Add option to use latest directory and add run printing by c-hagem · Pull Request #1586 · awslabs/mountpoint-s3

c-hagem · 2025-08-28T06:26:53Z

Adds two features to the autogroup.py script, namely

the possibility to print either the numbers of all runs of a category (ordered descendingly by throughput), when specifying --runs=all, or just to print max, median and min run numbers --runs=rep (for representative)
makes default order of throughputs consistent with sorting order if runs are specified
adds possibility to use print the latest run, which is used automatically when no directory is specified

Only changes behaviour of the benchmarking autogroup script, so no Changelog entries / version bumps needed.

By submitting this pull request, I confirm that my contribution is made under the terms of the Apache 2.0 license and I agree to the terms of the Developer Certificate of Origin (DCO).

muddyfish · 2025-08-28T13:56:36Z

benchmark/analysis-scripts/autogroup.py

+def find_multirun_dir(index: int = 0) -> str:
+    """Find the Nth latest directory in multirun (0=most recent, 1=previous, etc.)"""
+    if not Path('multirun').exists():
+        warnings.warn("multirun directory not found")


Raise an exception here?

muddyfish · 2025-08-28T13:58:26Z

benchmark/analysis-scripts/autogroup.py

+    if not sorted_subdirs:
+        warnings.warn("No experiment directories found in multirun")
+        sys.exit(1)
+    return sorted_subdirs[index][1]


Above there are warnings, but if the index is out of range, this can raise an exception without a handy description.

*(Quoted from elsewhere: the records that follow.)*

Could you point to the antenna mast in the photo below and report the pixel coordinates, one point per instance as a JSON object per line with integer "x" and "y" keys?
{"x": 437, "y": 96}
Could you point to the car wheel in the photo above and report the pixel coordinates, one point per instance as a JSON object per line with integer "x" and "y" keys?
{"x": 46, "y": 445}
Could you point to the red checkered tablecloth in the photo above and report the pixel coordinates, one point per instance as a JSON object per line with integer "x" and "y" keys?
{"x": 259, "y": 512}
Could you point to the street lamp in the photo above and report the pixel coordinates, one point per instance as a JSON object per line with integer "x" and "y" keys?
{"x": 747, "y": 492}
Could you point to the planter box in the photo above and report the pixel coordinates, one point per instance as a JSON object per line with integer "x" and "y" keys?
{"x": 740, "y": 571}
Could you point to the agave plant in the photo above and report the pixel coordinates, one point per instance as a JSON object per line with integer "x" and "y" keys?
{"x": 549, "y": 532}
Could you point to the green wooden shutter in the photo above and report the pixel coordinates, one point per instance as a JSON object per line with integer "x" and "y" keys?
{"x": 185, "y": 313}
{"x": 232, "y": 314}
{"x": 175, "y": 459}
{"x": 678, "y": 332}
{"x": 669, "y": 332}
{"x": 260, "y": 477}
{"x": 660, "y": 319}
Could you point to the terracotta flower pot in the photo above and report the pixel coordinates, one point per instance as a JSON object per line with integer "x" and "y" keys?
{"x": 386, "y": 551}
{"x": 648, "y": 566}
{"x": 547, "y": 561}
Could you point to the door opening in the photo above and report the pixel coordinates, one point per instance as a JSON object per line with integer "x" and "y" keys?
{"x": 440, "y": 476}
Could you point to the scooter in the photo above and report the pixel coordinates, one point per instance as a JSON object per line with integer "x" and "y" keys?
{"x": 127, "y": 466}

This will be caught as an IndexError, since we currently only use index 0 i think.

muddyfish · 2025-08-28T13:59:24Z

benchmark/analysis-scripts/autogroup.py

+
    parser.add_argument('--csv-output', help='Optional CSV file to write the results to')
+    parser.add_argument(
+        '--runs', choices=['tri', 'all'], help='Show run numbers in results (tri=min/median/max, all=all runs)'


I've also not heard of it. Wondering if there's a slightly less technical term which also works here

muddyfish · 2025-08-28T14:02:41Z

benchmark/analysis-scripts/autogroup.py

+
+    results_rows = []
+    for config_key, throughput_data in grouped_results.items():
+        throughputs = [t for t, _ in throughput_data]


Nit: throughputs, run_numbers = zip(*throughput_data)

muddyfish · 2025-08-28T14:03:52Z

benchmark/analysis-scripts/autogroup.py

+            if args.runs == "tri":
+                # Find min, max, and median run numbers based on throughput
+                sorted_by_throughput = sorted(zip(throughputs, run_numbers))
+                min_run = sorted_by_throughput[0][1]


Unclear why we're zipping after just unzipping above

muddyfish · 2025-08-28T14:04:17Z

benchmark/analysis-scripts/autogroup.py

+
+                row.append(",".join(unique_runs))
+            else:
+                sorted_by_throughput = sorted(zip(throughputs, run_numbers), reverse=True)


Why are we reverse sorting here but not above?

Above we pick min, p50 and max , I guess we could use reverse sorting in both

Adjusted to reverse sort once

muddyfish · 2025-08-28T14:08:05Z

benchmark/analysis-scripts/autogroup.py

+
+                selected_runs = [max_run, median_run, min_run]
+                # Remove duplicates while preserving order
+                unique_runs = []


How large is this list realistically getting? This approach is O(n^2)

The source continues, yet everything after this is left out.